Arkansas House committee votes down bill to loosen public meetings law
Republican Rep. Mary Bentley of Perryville (right) listens as attorney and Transparency in Government Group member Joey McCutchen answers a question from a member of the Arkansas House Committee on State Agencies and Governmental Affairs on Wednesday, March 15, 2023. (Screenshot from meeting video)
EDITORS’ NOTE: Advocate Editor Sonny Albarado testified against House Bill 1610 during the March 15, 2023, meeting of the House Committee on State Agencies and Governmental Affairs in his capacity as a member of the Arkansas Freedom of Information Coalition.
A panel of state representatives rebuffed an attempt on Wednesday to allow members of local governing bodies to meet in private.
House Bill 1610 by Rep. Mary Bentley (R-Perryville) would add three words to the Arkansas Freedom of Information Act that transparency advocates testified would severely weaken Arkansas’ open-meetings law.
The bill would require a governing body to meet in public only when a quorum is present, meaning smaller groups of members could meet to discuss public business in private.
Bentley said her bill would allow local governing bodies to function more efficiently, permitting members to discuss business between meetings. Dissuading governing board members from communicating outside of the public forum has created “tyrant” county judges and school superintendents, she said.
“We have tied the hands of our [justices of the peace] and our school board members,” Bentley said.
Robert Steinbuch, a law professor and author of the treatise on the Arkansas Freedom of Information Act, spoke against the bill. He noted that open meetings laws try to strike a balance between transparency and hampering the efficiency of governing bodies.
Under Bentley’s bill, Steinbuch said the public would only see the votes of governing boards without understanding the foundation for those decisions.

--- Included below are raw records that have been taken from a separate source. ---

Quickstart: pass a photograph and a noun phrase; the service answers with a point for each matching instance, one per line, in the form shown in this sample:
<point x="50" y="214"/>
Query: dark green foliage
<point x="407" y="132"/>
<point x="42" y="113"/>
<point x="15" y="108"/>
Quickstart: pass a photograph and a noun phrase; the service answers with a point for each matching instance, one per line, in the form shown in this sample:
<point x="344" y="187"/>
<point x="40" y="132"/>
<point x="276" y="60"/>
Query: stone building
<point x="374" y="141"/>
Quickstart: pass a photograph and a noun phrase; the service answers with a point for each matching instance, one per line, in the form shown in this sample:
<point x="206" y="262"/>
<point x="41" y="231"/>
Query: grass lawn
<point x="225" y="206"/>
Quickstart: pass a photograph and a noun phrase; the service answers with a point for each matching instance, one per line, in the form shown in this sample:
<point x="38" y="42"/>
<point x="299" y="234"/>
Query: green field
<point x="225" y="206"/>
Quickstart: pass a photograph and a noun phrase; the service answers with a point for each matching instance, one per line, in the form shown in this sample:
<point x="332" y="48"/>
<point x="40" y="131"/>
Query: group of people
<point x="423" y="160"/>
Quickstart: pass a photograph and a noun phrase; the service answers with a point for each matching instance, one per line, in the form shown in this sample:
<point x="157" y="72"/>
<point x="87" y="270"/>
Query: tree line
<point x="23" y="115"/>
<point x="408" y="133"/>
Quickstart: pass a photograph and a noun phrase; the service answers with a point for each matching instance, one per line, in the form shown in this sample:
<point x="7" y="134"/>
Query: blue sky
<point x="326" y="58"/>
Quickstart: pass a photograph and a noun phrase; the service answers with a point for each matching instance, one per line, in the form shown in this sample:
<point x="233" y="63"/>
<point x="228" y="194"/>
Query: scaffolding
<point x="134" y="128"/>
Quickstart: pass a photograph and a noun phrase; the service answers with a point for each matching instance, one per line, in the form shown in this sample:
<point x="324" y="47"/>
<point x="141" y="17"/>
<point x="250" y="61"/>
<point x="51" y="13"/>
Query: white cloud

“People should have access to the sausage making,” he said.
Currently, Arkansas’ public records law doesn’t explicitly define what constitutes a public meeting, but case law and attorneys general opinions have created a climate where most officials believe that no two members should meet in private to discuss the business of their governing body or exchange texts or emails about public business.
Both government groups and transparency advocates have long pushed for more clarity about what constitutes a meeting under the Arkansas Freedom of Information Act.
Sen. Alan Clark (R-Lonsdale) introduced a competing bill that would prohibit the discussion of public business between two or more members of a governing body. It also failed in committee.
Several House members and witnesses at Wednesday’s meeting of the Arkansas House Committee on State Agencies and Governmental Affairs asked Bentley if she would work toward a compromise with Clark and transparency groups.
“I don’t see that it’s necessary,” Bentley replied. “I’m not going to pull the bill.”
The legislation was then defeated in a voice vote.